Mais pour un garçon qui avait quinze ans à la victoire, la suprématie et l’hégémonie de la France ne pouvaient être mises en question. Le journal de Maurras représentait justement le parti du prestige français. Il proclamait que son instrument était la contrainte, sa vocation la vigilance devant le redoutable adversaire enfin hors de combat, et qu’il importait avant tout de maintenir courbé sous les crosses de nos fusils.
Nous n’avions guère à nous demander, moi et bien d’autres, si ces desseins étaient encore compatibles avec notre temps, si l’on pouvait, sans danger pour soi-même et pour le monde entier, maintenir au cœur de l’Europe une grande nation dans un pareil état d’appauvrissement et de servitude, dont le terme fatal serait une décomposition qui risquait de rendre le continent tout entier fort malade. Nous n’avions pas le choix, entre ces extrémités de l’égoïsme français et les ridicules fumées de la fraternité universelle.

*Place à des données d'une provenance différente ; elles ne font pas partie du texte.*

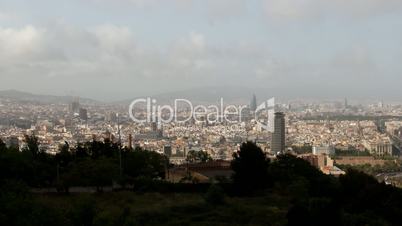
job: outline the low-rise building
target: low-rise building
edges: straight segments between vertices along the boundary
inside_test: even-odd
[[[331,145],[322,145],[322,146],[314,146],[313,147],[313,154],[314,155],[334,155],[335,148]]]

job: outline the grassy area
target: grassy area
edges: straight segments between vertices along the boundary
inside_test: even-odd
[[[288,210],[288,200],[277,195],[226,197],[217,206],[203,194],[183,193],[36,195],[35,200],[66,225],[286,225]]]

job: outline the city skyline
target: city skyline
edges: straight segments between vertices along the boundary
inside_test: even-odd
[[[222,87],[218,87],[222,88]],[[235,90],[238,89],[238,90]],[[218,91],[218,92],[217,92]],[[128,105],[132,100],[137,98],[154,98],[157,102],[160,103],[172,103],[175,99],[187,99],[190,101],[194,101],[194,103],[218,103],[221,98],[226,100],[230,104],[248,104],[250,105],[250,97],[252,98],[254,93],[258,93],[258,98],[261,99],[269,99],[272,98],[270,92],[255,92],[255,89],[247,89],[244,87],[234,87],[234,92],[226,92],[226,90],[217,90],[217,87],[205,87],[199,89],[184,89],[180,91],[174,92],[164,92],[164,93],[154,93],[150,95],[140,95],[133,96],[129,98],[123,99],[102,99],[99,97],[88,97],[88,96],[80,96],[74,94],[66,94],[66,95],[53,95],[50,93],[32,93],[21,91],[17,89],[6,89],[0,90],[0,98],[11,98],[14,100],[20,101],[39,101],[43,103],[69,103],[70,101],[79,98],[82,99],[85,103],[102,103],[102,104],[123,104]],[[256,95],[257,96],[257,95]],[[290,104],[293,102],[297,103],[311,103],[311,104],[319,104],[319,103],[342,103],[345,104],[345,98],[343,97],[327,97],[327,96],[309,96],[309,97],[288,97],[281,96],[275,97],[282,104]],[[402,100],[398,98],[381,98],[378,96],[375,97],[355,97],[355,98],[346,98],[348,101],[348,106],[350,105],[372,105],[372,104],[382,104],[384,107],[386,105],[399,105],[402,104]],[[257,104],[261,104],[257,102]]]

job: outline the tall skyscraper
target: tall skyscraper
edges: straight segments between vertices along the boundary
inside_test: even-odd
[[[381,100],[380,103],[378,103],[378,107],[379,108],[384,108],[384,101]]]
[[[344,103],[344,106],[343,106],[345,109],[347,109],[347,108],[349,108],[349,105],[348,105],[348,99],[347,98],[345,98],[345,103]]]
[[[117,122],[117,114],[116,112],[109,112],[106,114],[105,121],[107,122]]]
[[[80,108],[80,119],[87,121],[88,120],[88,111],[85,108]]]
[[[271,150],[273,153],[285,151],[285,114],[282,112],[275,113]]]
[[[80,100],[78,97],[74,98],[74,100],[70,104],[70,112],[78,113],[80,110]]]
[[[250,102],[250,110],[255,111],[256,109],[257,109],[257,97],[255,96],[255,94],[253,94],[253,98],[251,99]]]

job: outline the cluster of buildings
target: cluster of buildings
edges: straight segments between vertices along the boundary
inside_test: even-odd
[[[392,155],[393,143],[373,121],[305,120],[288,124],[288,141],[295,146],[333,146],[339,150]]]
[[[281,112],[275,113],[273,132],[262,128],[254,117],[243,117],[245,120],[235,123],[196,120],[138,123],[130,119],[127,106],[122,104],[82,105],[79,99],[69,104],[0,101],[0,138],[9,146],[23,148],[24,135],[35,134],[41,148],[52,154],[65,142],[74,146],[93,139],[110,139],[123,146],[164,153],[178,164],[185,162],[190,150],[206,151],[216,160],[230,160],[247,140],[256,142],[271,156],[287,151],[287,147],[305,145],[314,147],[311,153],[314,156],[331,156],[335,149],[384,156],[393,155],[402,139],[402,119],[385,121],[382,131],[379,128],[382,123],[368,118],[371,114],[401,116],[401,107],[382,105],[382,112],[379,112],[378,105],[351,107],[347,101],[344,105],[278,104],[276,108]],[[256,108],[257,100],[253,96],[246,109],[247,116],[253,115]],[[137,109],[136,114],[146,116],[147,112]],[[331,118],[347,114],[357,119]],[[182,109],[178,115],[184,117],[188,112]]]
[[[345,171],[334,165],[334,160],[327,154],[301,154],[298,157],[306,160],[324,174],[333,176],[345,174]]]

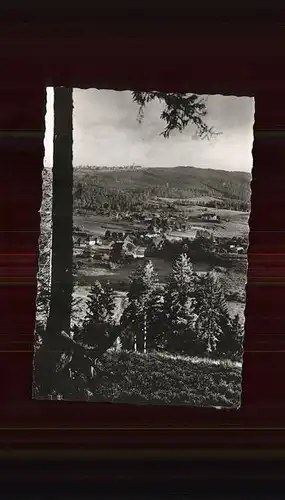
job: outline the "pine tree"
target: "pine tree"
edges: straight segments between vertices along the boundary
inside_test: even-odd
[[[134,300],[132,300],[124,310],[120,320],[121,345],[122,348],[127,351],[133,351],[136,349],[136,330],[138,327],[135,320],[136,315],[137,304]]]
[[[105,287],[96,281],[87,298],[87,312],[81,331],[81,342],[88,346],[97,346],[103,342],[104,332],[110,336],[113,327],[113,314],[115,309],[114,291],[110,284]]]
[[[198,353],[217,355],[219,341],[229,328],[230,316],[222,287],[214,272],[200,278],[194,304]]]
[[[120,242],[116,242],[112,246],[112,250],[110,253],[110,261],[120,263],[124,260],[125,251],[123,249],[123,245]]]
[[[91,286],[87,297],[87,312],[84,320],[84,325],[90,323],[104,322],[106,318],[105,293],[99,281]]]
[[[113,315],[115,312],[115,295],[109,281],[104,286],[104,306],[105,306],[105,321],[112,323]]]
[[[163,324],[164,289],[161,285],[155,287],[150,294],[147,314],[147,348],[148,350],[164,351],[166,339]]]
[[[146,351],[147,336],[151,317],[154,317],[155,291],[158,288],[158,278],[151,261],[146,261],[130,276],[128,306],[121,318],[122,346],[124,349]]]
[[[189,354],[193,349],[194,275],[190,259],[180,255],[174,262],[165,289],[163,306],[164,334],[169,352]]]

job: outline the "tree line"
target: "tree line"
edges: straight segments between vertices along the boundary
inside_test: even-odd
[[[207,208],[221,208],[224,210],[236,210],[241,212],[248,212],[249,210],[249,202],[235,200],[235,199],[226,199],[223,198],[221,200],[216,201],[208,201],[207,203],[195,203],[195,205],[203,205],[203,207]]]
[[[110,181],[114,182],[114,179],[110,179]],[[135,211],[139,205],[155,197],[184,199],[203,194],[201,190],[195,189],[194,186],[183,187],[183,182],[179,187],[166,183],[164,185],[136,186],[134,182],[130,189],[128,184],[122,181],[123,179],[118,179],[118,185],[114,187],[108,186],[108,176],[104,179],[100,175],[86,174],[83,178],[75,178],[73,187],[74,207],[107,214],[110,211]],[[215,192],[208,188],[204,194],[214,195]],[[216,206],[215,202],[212,201],[203,205],[209,208],[215,208]],[[236,194],[231,199],[220,200],[219,208],[246,211],[249,204],[243,198],[239,199]]]
[[[128,351],[241,359],[239,317],[231,318],[216,274],[198,276],[187,255],[176,259],[164,286],[150,260],[139,265],[130,276],[127,298],[120,323],[115,324],[114,291],[109,283],[95,282],[83,325],[75,328],[76,341],[104,351],[119,337]]]
[[[208,262],[212,265],[236,268],[245,271],[246,262],[237,261],[233,263],[227,259],[227,252],[230,245],[242,245],[246,249],[246,238],[221,238],[215,239],[212,233],[205,235],[206,231],[197,231],[193,240],[182,238],[181,240],[170,241],[166,238],[159,244],[153,241],[147,249],[148,257],[160,257],[172,261],[181,253],[185,253],[192,262]],[[246,250],[244,250],[246,252]]]

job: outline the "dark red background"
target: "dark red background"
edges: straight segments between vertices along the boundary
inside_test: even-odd
[[[285,29],[284,14],[271,12],[270,17],[262,10],[171,13],[121,6],[118,11],[96,8],[85,14],[72,8],[2,12],[0,443],[4,458],[28,452],[32,456],[36,450],[42,456],[57,450],[58,457],[69,450],[69,457],[81,453],[86,458],[93,450],[93,457],[117,460],[238,453],[250,458],[256,450],[258,458],[266,450],[269,457],[284,449]],[[45,87],[56,85],[255,96],[240,410],[32,401]]]

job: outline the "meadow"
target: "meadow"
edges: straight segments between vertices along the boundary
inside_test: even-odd
[[[109,351],[89,400],[237,408],[241,364],[165,353]]]

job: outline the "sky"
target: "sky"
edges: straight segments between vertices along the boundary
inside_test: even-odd
[[[193,126],[165,139],[162,106],[151,102],[142,124],[130,91],[74,89],[73,163],[78,165],[201,168],[251,172],[254,98],[208,96],[207,123],[221,135],[194,139]],[[53,90],[47,89],[45,164],[52,163]]]

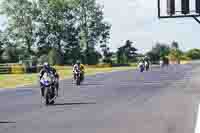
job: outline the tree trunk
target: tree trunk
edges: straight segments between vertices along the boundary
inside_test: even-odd
[[[32,54],[32,50],[31,50],[31,41],[30,41],[30,38],[27,36],[26,37],[26,45],[27,45],[27,52],[29,55]]]

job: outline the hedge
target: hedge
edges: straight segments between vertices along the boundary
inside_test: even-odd
[[[130,64],[112,64],[112,67],[128,67]]]

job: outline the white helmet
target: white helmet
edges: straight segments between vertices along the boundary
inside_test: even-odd
[[[44,66],[44,68],[47,68],[47,69],[48,69],[48,68],[49,68],[49,63],[48,63],[48,62],[45,62],[43,66]]]

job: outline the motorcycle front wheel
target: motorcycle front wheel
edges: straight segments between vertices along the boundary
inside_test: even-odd
[[[49,105],[49,101],[51,99],[50,91],[48,88],[45,89],[45,103],[46,105]]]
[[[80,76],[78,76],[76,78],[76,85],[80,85],[81,84],[81,79],[80,79]]]
[[[140,72],[144,72],[144,68],[140,68]]]
[[[50,88],[46,88],[45,89],[45,104],[46,105],[54,104],[55,101],[52,100],[54,96],[55,96],[55,93],[51,92]]]

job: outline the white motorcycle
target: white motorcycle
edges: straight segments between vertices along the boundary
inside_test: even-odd
[[[55,83],[57,79],[51,73],[44,73],[43,77],[40,80],[40,83],[45,87],[44,88],[44,98],[46,105],[54,104],[56,99],[56,86]]]
[[[140,69],[140,72],[144,72],[144,70],[145,70],[145,64],[142,63],[142,62],[140,62],[140,63],[138,64],[138,68]]]
[[[160,67],[163,68],[164,65],[165,65],[165,64],[164,64],[164,61],[163,61],[163,60],[160,60]]]
[[[145,66],[145,70],[149,71],[149,63],[147,61],[145,61],[144,66]]]

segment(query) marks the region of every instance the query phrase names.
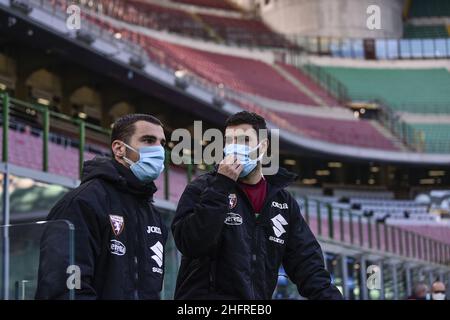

Aristide Briand était ainsi le premier homme politique que j’eusse sérieusement détesté, dont j’eusse réclamé l’assassinat comme une mesure de salut public. Il figurait pour nous la démocratie dans son débraillé le plus sordide, dans ses chimères les plus niaises, dans sa plus vulgaire ignorance de l’histoire et des réalités humaines. Retors, doué d’une méprisable habileté pour se maintenir et évoluer dans le bourbier du Parlement, il était cornard dès qu’il s’attablait avec l’étranger pour défendre devant lui les intérêts de la France. Il mettait à l’encan les fruits les plus légitimes de nos terribles sacrifices et de notre victoire, pour nous offrir en échange de risibles parchemins. Il traînait avec lui les plus grotesques et haïssables bonshommes d’un régime manifestement putride, les Herriot, les Sarraut, les Steeg, les Paul-Boncour.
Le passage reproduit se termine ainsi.